Multiple input datasets for a dataflow to start

I have a dataflow that has 3 input datasets.  The dataflow has to run when all 3 have updated.  The 3 input datasets update at various times and cannot be predecessors to one another. 

 

Is there a way to allow my main dataflow to run ONLY once ALL dataflows have completed?  At present Domo runs the dataflows as soon as 1 of the 3 input datasets has updated.  

Best Answer

  • rahul93
    rahul93 NY 🟠
    Accepted Answer

    The same way you were going to update the dataflow every 15 minutes. Instead of telling the excel job to update every 15 minutes you update it everyday at a certain time.


    Please comment if you find a better solution.

Answers

  • rahul93
    rahul93 NY 🟠

    Hey @Abs,

     

    You can do this in 2 ways:

    1) Make the dataflow update only based on one dataset that loads last (meaning that loads after the other.

     

    2) Create a dummy dataset and make the dataflow update every 15-20 minutes. So, this dataset will exist in the dataflow only for the purpose of updating the dataflow. For this dataset you would want check the "Upload even if data hasnt changed" box in additional settings on the workbench.

     

     

    Let me know if you have doubts,

  • Hi Rahul

     

    1) This isn't an option for us as the datasets all have their own dependancies and update at different times, somedays one finishes later than the other and other days it can be the other way round.  Therefore not an option. 

     

    2) Can you explain in more detail what you mean here, specifically referring to the datasets as "dummy dataset" and "main dataset" or "dummy dataflow" and "main dataflow", so that it is clear.  

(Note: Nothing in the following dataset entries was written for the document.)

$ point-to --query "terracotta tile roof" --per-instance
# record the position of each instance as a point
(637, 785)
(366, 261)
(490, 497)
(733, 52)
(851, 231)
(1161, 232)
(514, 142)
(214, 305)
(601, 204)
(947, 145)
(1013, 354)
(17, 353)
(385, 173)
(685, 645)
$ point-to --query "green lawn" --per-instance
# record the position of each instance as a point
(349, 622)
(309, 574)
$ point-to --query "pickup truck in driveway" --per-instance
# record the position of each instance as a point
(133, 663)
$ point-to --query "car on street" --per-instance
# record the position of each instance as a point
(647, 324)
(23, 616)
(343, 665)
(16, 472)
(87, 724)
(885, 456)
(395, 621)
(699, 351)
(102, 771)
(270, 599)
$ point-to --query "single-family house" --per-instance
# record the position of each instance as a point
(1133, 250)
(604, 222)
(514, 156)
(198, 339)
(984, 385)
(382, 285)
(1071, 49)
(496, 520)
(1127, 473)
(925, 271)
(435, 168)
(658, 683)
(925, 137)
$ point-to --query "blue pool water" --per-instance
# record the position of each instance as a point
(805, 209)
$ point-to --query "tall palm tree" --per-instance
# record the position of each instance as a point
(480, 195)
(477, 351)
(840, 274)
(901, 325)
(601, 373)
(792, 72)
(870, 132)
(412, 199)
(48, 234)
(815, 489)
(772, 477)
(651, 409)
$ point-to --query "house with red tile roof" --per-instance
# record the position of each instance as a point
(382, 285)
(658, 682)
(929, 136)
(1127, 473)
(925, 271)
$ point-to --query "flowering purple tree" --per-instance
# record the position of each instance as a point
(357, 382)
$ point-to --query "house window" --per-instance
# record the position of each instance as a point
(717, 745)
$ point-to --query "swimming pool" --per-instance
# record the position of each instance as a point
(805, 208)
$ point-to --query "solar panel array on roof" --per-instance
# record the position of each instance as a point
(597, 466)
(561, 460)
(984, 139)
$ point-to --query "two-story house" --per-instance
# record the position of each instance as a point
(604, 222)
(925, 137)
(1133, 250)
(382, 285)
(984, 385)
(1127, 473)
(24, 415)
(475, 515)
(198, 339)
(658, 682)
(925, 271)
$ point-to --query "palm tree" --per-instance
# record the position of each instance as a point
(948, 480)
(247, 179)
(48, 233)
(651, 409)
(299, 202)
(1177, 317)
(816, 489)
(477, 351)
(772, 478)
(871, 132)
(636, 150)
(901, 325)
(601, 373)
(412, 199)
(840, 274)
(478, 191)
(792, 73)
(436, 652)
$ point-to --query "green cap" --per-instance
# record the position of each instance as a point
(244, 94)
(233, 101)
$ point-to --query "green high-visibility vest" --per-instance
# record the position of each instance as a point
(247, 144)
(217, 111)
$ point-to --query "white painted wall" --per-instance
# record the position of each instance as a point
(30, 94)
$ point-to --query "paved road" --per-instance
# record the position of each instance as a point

    (I am currently building a dummy dataset based on batch_run_dates for each of the loads, but I think this is different to what you are refering to).  

     

    Thanks

     

    Abs

  • rahul93
    rahul93 NY 🟠

    Abs,

     

     

    1) You can change the time when the datasets load so that you know for certain the dataset that will load the last.

     

    2) So, if you create an excel sheet with one record in it. Load it through the workbench and add a schedule say "every 15 minutes" to it and also check the "Upload even if data hasnt changed" option in additional settings. 

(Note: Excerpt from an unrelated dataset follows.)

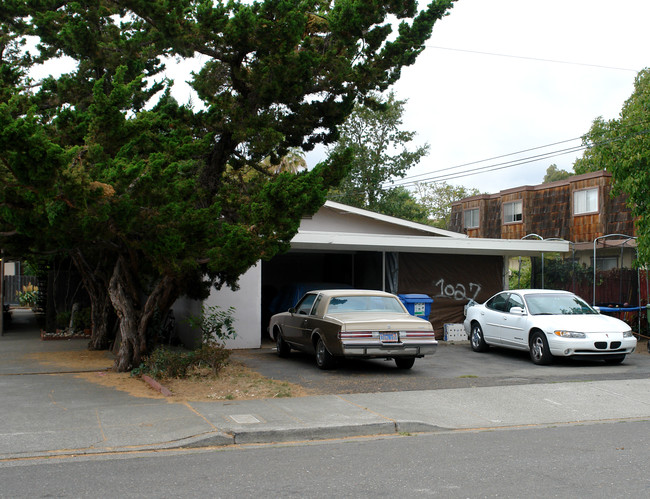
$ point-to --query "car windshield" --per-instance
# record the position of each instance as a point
(557, 304)
(343, 304)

    Add this dataset to your dataflow and check the box next to the dataset that updates the dataflow whenever this dataset updates (P.S: uncheck the boxes for other datasets) . Now, the dataflow will update every 20 minutes. 

    Let me know if you still have doubts,

  • 1) All datasets need to start at the same time, but they complete at different times, so this cannot be an option. 

     

    2) I understand what you are saying now.  Basically forcing my "main dataflow" to run every 15 minutes.  This also cannot happen as the "main dataflow" currently takes approximatley 3 hours to run (this is another topic for another day), therefore it is not practical to use this solution.  

     

    Thanks for the suggestions though. 

  • rahul93
    rahul93 NY 🟠

    Abs, 

    What if you use the second point to "force" the dataflow to trigger once everyday after you are certain all 3 of your datasets load.

     

    So, give about 20-30 minutes (maybe more depending on the time they take) after all 3 of them are scheduled to run and then force the dataflow to load.

     

    Hope this helps,

  • 2) Again, this is not the ideal solution but one we have considered as an interim solution.  How do you "force" the "main dataflow" to run based on time? The only options I have within the settings are to run it when one of the input datasets updates.  

  • Apologies, yes, I had discounted the "dummy dataset" in my thinking.  Thanks!